The fact that many of the terrorist groups in Syria are funded and otherwise supported by the United States is regrettable, because they are far from being a unified force intent on supporting western style democracy. As noted by the BBC on 1 October «the Syrian civil war began with an uprising against the government but has since splintered into various rebel groups fighting President Assad's forces and also each other». Just where Islamic State fits into that picture is difficult to see, but one thing is certain: none of these extremist groups can be considered a supporter of vital US interests.

Islamic fanatics are proliferating in a long line of countries, from Algeria in the west to Indonesia in the east, and various lunatic off-shoots are flourishing.
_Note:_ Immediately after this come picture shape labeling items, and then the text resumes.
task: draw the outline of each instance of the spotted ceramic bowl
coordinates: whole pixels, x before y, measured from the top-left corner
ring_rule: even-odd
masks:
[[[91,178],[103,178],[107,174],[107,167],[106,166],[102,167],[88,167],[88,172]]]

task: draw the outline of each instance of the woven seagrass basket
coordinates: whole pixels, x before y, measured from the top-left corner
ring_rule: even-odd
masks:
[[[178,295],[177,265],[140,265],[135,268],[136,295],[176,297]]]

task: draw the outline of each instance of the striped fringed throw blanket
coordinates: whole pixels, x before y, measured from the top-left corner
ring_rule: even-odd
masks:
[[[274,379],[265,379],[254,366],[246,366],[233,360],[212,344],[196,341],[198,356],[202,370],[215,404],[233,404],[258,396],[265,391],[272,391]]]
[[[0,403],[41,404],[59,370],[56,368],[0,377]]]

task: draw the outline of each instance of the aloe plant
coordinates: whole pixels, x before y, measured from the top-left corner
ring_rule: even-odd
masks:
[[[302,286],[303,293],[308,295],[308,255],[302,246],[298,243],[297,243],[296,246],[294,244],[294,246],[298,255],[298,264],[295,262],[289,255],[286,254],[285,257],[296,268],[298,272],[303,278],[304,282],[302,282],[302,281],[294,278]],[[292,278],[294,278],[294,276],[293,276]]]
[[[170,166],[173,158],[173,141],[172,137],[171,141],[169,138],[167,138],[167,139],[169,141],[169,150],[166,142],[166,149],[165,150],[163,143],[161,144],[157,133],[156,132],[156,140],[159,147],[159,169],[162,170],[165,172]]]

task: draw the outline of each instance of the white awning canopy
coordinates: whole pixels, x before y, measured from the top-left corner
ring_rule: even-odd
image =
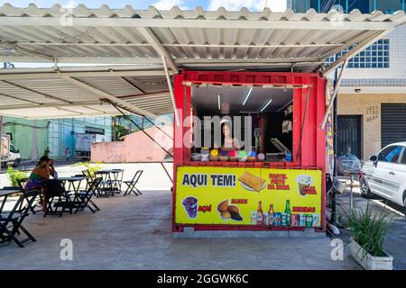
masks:
[[[82,4],[40,9],[6,4],[0,7],[0,59],[48,61],[57,71],[2,70],[0,112],[30,118],[108,114],[114,108],[99,104],[108,99],[153,116],[173,111],[162,57],[173,73],[181,68],[327,73],[405,22],[401,11],[158,11]],[[342,59],[324,65],[348,47],[354,49]],[[69,69],[59,63],[114,67]]]
[[[120,114],[111,103],[150,117],[173,111],[152,66],[0,69],[0,99],[1,114],[32,119]]]

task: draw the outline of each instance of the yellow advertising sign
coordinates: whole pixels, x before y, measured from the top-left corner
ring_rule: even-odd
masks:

The well-established Afghan Taliban will probably fail in their attempts to take over the country completely – mainly because they couldn’t run a coffee stall, administratively – but they will continue to exercise power as a brutally disruptive and viciously bigoted band of thugs.

If Washington continues to devote military resources and massive amounts of money to supporting disparate groups of Syrian insurgents («moderate rebels») it will benefit Islamic State, which will continue to extend its influence in Syria, Iraq, Libya and Afghanistan and probably elsewhere. The future seems bleak, and Obama’s indecision and empty threats do not give cause for optimism.